If we want to offer Nordic-level health services to the Finnish population, funding for those services should be raised to a Nordic level, Lasse Lehtonen, Director of the Diagnostics division at Helsinki University Hospital explains.
The central objectives of health and social services reform will be to reduce inequalities in health and wellbeing and to safeguard equal and quality health and social services for all.
According to Lasse Lehtosen Director of the Diagnostics division at HUS, this will not be possible unless more money is allocated to production of health care services.
Last year, Finland spent 9.2 percent of its national product on health care. That is 10 to 15 percent less than what other Nordic countries spend, he points out.
An aging population has a growing need for services. Lehtonen therefore hopes that the discussion in Finland will centre around increasing health care funding rather than around decreasing it.
Currently, our health care expenditure’s share of the national product is at the same level as in Romania and Lithuania, and the Ministry of Finance would like to reduce it even further still. It raises the question of whether we want to belong to the Nordic or the Eastern European framework, says Lehtonen critically.

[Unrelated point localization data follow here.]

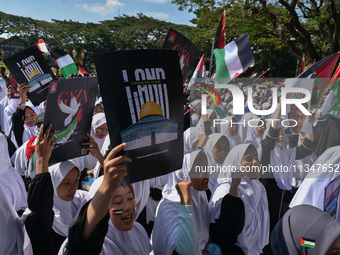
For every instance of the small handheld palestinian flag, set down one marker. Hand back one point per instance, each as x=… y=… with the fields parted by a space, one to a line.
x=309 y=243
x=65 y=62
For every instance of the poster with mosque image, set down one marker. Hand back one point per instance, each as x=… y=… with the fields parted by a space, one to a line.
x=30 y=67
x=142 y=97
x=69 y=109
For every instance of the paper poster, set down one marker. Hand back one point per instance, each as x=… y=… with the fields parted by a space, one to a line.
x=69 y=109
x=30 y=67
x=142 y=97
x=187 y=51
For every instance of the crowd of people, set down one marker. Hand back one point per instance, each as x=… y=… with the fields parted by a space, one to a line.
x=199 y=209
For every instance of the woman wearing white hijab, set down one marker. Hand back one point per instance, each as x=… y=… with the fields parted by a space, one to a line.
x=277 y=156
x=182 y=217
x=53 y=199
x=230 y=130
x=99 y=131
x=24 y=118
x=255 y=233
x=10 y=179
x=312 y=189
x=207 y=124
x=113 y=201
x=216 y=149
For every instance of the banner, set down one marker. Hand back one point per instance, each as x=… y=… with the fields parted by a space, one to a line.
x=30 y=67
x=142 y=97
x=69 y=109
x=187 y=51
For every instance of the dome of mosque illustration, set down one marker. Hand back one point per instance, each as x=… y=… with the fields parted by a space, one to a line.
x=34 y=73
x=150 y=109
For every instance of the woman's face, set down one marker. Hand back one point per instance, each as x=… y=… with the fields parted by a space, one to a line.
x=30 y=117
x=67 y=188
x=101 y=131
x=281 y=141
x=233 y=129
x=252 y=163
x=124 y=201
x=260 y=129
x=200 y=184
x=221 y=150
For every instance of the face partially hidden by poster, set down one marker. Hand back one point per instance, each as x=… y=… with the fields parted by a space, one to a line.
x=299 y=117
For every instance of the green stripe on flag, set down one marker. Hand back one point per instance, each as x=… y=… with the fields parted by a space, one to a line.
x=69 y=69
x=222 y=73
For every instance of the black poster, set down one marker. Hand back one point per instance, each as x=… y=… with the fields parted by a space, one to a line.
x=187 y=51
x=142 y=97
x=69 y=109
x=30 y=67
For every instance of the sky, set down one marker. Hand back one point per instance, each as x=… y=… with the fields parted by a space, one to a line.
x=95 y=10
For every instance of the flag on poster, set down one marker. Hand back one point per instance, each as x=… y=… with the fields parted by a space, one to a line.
x=187 y=51
x=30 y=67
x=321 y=71
x=233 y=59
x=65 y=62
x=144 y=108
x=82 y=71
x=219 y=43
x=199 y=73
x=69 y=109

Differences in health have not decreased
Finland’s particular source of concern is notably large differences in health within the population.
The difference in life expectancy between the poorest and wealthiest Finns is 5.6 years for women and 10.6 years for men. That is how much longer on average the highest earning tenth of the population lives compared to the lowest earning tenth.
There are also challenges in terms of availability of primary medical services. Finland still has less doctors per citizen than other European countries on average, even though education for doctors has increased.
According to Lehtonen, Finland has not allocated enough resources to health care in recent years. The population has aged and treatment of diseases has become more complex, yet the state has significantly cut municipalities’ funding at the same time.
When public health care deteriorates, people increasingly buy services with their own money – if they can afford it.
It is likely that a large part of the differences in health between the population may be due to the fact that some can afford to buy these services and get private health insurance, while others just have to get by using the public service system, says Lehtonen.
Services have to be centralised
Diagnostics currently make up approximately ten percent of public health care costs. New technology, particularly more demanding and labour-intensive imaging tests add to increasing pressure for growth.
According to Lehtonen, Finland does not have enough skilled professionals for every hospital that would need modern imaging services.
We inevitably have to reconsider our service system and centralise some services to university hospitals, he says.
The diagnostics division at HUS led by Lehtonen began its work this year. Its goals are to strengthen the role of diagnostics, to increase synergy between imaging and laboratories and also to produce more health benefits from existing resources.
We must offer clinicians information in a more refined form. For example, genetic information should be connected to a patient’s other diagnostic information in order for the overall assessment to be meaningful for the doctor.
At the same time, HUS wants to offer diagnostics services more comprehensively to its specific catchment area as a whole.
Diagnostics is one part of the comprehensive treatment of patients. We should avoid partial improvements where diagnostics are removed from the rest of the treatment path, Lehtonen emphasises.